Using these guesses, we can exactly determine the districts intersecting X: For every \(i \in [k']\) and every branch \(B =(v_1,\dots ,v_l)\in {\mathcal {B}}\), we define \(V_{i, B}\) as follows:

  • If \(v_1, v_l \notin X_i\), then \(V_{i, B}:= \emptyset\).

  • If \(v_1 \in X_i\) and \(v_{l} \notin X_i\), then \(V_{i, B}:=\{v_1,\dots , v_{j_B}\}\). Symmetrically, if \(v_1 \notin X_i\) and \(v_{l} \in X_i\), then \(V_{i,B}:=\{v_{l-j'_B+1},\dots , v_{l}\}\).

  • If \(v_1, v_l \in X_i\), then \(V_{i, B}=\{v_1,\dots , v_{j_B}\}\cup \{v_{l-j'_B+1},\dots , v_{l}\}\).

For \(i\in [k']\), let \(V_i:= \bigcup _{B \in {\mathcal {B}}} V_{i, B}\). We check whether the set \(V_i\) is \(\ell\)-fair and respects the size constraints for every \(i \in [k']\). If there is a \(V_i\) that is not \(\ell\)-fair or violates the size constraints, then we proceed to the next combination. Otherwise, it remains to determine whether the vertices \(V \setminus \bigcup _{i \in [k']} V_i\) can be partitioned into \(k - k'\) \(\ell\)-fair districts that respect the size constraints.
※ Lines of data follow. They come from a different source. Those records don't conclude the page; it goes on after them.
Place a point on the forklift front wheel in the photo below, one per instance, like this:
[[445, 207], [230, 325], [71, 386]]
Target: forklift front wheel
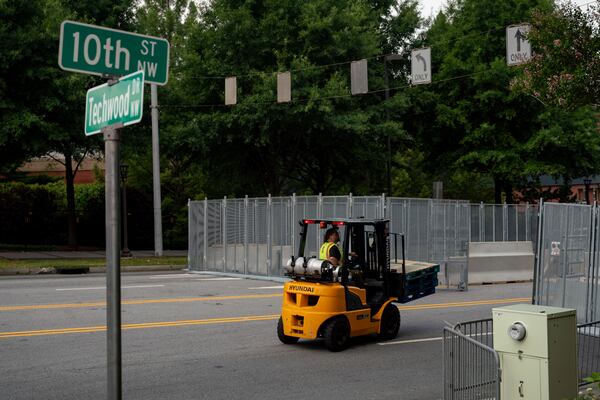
[[390, 322], [337, 334], [285, 339]]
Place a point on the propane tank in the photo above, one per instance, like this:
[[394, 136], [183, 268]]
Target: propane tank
[[310, 267]]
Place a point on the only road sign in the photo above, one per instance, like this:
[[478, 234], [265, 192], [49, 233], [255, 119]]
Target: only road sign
[[103, 51], [122, 102], [518, 48], [420, 66]]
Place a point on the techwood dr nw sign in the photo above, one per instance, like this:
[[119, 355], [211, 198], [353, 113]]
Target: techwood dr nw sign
[[120, 103]]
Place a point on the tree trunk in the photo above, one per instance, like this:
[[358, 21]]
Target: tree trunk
[[509, 195], [497, 191], [71, 216]]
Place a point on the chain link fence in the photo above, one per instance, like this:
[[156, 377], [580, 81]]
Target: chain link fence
[[256, 236], [566, 271]]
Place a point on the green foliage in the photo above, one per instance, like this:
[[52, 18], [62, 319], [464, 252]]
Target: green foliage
[[323, 142], [565, 70], [477, 124]]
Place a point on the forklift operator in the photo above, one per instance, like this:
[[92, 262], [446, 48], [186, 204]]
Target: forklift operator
[[330, 249]]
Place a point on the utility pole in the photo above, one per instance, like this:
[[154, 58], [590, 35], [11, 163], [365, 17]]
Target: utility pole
[[386, 59], [113, 261], [158, 249]]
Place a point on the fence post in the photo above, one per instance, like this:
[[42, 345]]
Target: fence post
[[190, 234], [504, 222], [256, 239], [246, 235], [494, 223], [430, 232], [224, 232], [527, 223], [349, 206], [294, 222], [591, 262], [320, 206], [269, 233], [204, 258], [481, 222]]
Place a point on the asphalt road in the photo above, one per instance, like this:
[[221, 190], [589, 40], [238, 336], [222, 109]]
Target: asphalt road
[[206, 337]]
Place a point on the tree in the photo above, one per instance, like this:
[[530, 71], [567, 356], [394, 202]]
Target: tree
[[478, 124], [324, 140], [564, 75], [565, 69], [40, 102]]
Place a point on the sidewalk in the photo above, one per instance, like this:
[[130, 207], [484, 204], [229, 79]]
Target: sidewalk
[[47, 255]]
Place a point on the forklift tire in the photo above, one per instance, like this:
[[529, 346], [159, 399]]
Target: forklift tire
[[337, 334], [390, 323], [285, 339]]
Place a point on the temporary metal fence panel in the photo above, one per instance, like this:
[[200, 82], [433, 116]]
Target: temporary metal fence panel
[[588, 350], [503, 222], [471, 369], [257, 235], [564, 267], [369, 207]]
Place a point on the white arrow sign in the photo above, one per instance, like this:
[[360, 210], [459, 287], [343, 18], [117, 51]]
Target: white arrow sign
[[518, 48], [420, 63]]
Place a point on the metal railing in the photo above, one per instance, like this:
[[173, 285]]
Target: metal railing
[[471, 369], [588, 350], [481, 331]]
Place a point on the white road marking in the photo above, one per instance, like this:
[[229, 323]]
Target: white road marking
[[411, 341], [266, 287], [104, 287], [168, 276], [218, 279]]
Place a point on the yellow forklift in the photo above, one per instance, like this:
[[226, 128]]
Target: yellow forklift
[[355, 297]]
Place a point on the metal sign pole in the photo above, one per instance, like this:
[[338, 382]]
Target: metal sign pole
[[113, 261], [158, 249]]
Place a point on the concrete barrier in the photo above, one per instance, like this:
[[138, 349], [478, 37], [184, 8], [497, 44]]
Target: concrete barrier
[[492, 262]]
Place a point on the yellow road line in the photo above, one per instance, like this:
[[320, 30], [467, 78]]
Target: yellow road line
[[149, 325], [141, 301], [88, 329], [241, 297]]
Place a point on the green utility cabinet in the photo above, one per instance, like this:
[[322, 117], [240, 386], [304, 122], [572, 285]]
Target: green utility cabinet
[[537, 347]]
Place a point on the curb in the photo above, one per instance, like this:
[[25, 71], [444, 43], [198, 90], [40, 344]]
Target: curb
[[92, 270]]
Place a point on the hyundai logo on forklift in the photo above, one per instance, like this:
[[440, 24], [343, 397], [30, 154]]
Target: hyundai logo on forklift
[[355, 294], [302, 288]]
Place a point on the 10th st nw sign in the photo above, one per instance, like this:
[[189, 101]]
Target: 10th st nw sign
[[103, 51], [121, 103]]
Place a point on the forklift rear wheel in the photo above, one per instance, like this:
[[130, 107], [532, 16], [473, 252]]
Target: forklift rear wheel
[[337, 334], [390, 323], [285, 339]]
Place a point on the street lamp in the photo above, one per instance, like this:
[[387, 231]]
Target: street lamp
[[386, 59], [124, 168]]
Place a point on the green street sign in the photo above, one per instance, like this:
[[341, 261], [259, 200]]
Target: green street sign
[[121, 103], [103, 51]]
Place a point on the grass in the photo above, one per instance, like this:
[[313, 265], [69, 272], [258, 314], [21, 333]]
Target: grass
[[88, 262]]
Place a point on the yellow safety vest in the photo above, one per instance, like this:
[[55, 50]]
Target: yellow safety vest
[[325, 248]]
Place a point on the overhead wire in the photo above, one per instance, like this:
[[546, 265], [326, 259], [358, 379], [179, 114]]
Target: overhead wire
[[320, 98], [336, 64]]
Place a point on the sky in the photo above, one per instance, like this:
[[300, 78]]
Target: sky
[[431, 7]]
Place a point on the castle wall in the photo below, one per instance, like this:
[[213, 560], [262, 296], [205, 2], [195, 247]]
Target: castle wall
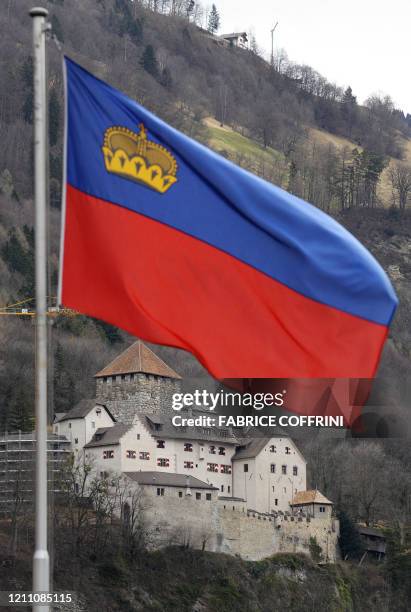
[[128, 394], [215, 526]]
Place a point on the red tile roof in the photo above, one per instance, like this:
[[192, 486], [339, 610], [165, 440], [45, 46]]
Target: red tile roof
[[309, 497], [138, 358]]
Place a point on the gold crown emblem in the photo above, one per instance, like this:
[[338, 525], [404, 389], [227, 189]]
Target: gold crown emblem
[[134, 157]]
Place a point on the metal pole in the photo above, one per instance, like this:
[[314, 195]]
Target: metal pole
[[41, 577]]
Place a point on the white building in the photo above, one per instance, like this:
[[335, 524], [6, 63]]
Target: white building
[[313, 503], [236, 39], [268, 473], [264, 472], [81, 423]]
Since \(G[V \setminus \bigcup _{i \in [k']} V_i]\) is a disjoint union of paths as all endpoints of branches are contained in \(\bigcup _{i \in [k']} V_i,\) this can be done in polynomial time by Propositions 2 and 3. \(\square\)

We leave it open whether FCD parameterized by \({{\,\textrm{mln}\,}}\) is fixed-parameter tractable or W[1]-hard.

5 FCD on trees and tree-like graphs

After having seen in Sect.  4 that FCD is polynomial-time solvable on paths, cycles, stars, and caterpillars, we now turn to trees. In Sect.  5.1, we prove that these polynomial-time results do not extend to trees. In particular, we prove that FCD on trees is NP-hard and W[1]-hard parameterized by \(\vert C \vert +k\). We complement these hardness results with an XP-algorithm for FCD on trees parameterized by \(\vert C \vert\) and another XP-algorithm for parameter k. In fact, both XP-algorithms further extend to tree-like graphs: In Sect.  5.2, we prove that FCD parameterized by the treewidth of the given graph plus \(\vert C \vert\) is in XP. Subsequently, in Sects.  5.3 and 5.4, we consider the feedback edge number (\({{\,\textrm{fen}\,}}\)) and the feedback vertex number (\({{\,\textrm{fvn}\,}}\)), which are both alternative measures for the tree-likeness of a graph (the treewidth of a graph can be upper bounded in a function of \({{\,\textrm{fen}\,}}\) and in a function of \({{\,\textrm{fvn}\,}}\)). Thus, the XP algorithm for \({{\,\textrm{tw}\,}}+~ \vert C \vert\) extends to the parameter combinations \({{\,\textrm{fvn}\,}}+~ \vert C \vert\) and \({{\,\textrm{fen}\,}}+~ \vert C \vert\), which is why we focus on the parameter combinations \({{\,\textrm{fvn}\,}}+~k\) and \({{\,\textrm{fen}\,}}+~k\) here. We prove that FCD parameterized by \({{\,\textrm{fen}\,}}+~k\) is in XP and we show that there is (presumably) no such result for the treewidth and the feedback vertex number (\({{\,\textrm{fvn}\,}}\)) by showing that FCD is NP-hard even if \({{\,\textrm{fvn}\,}}=1\), \({{\,\textrm{tw}\,}}=2\), and \(k=2\).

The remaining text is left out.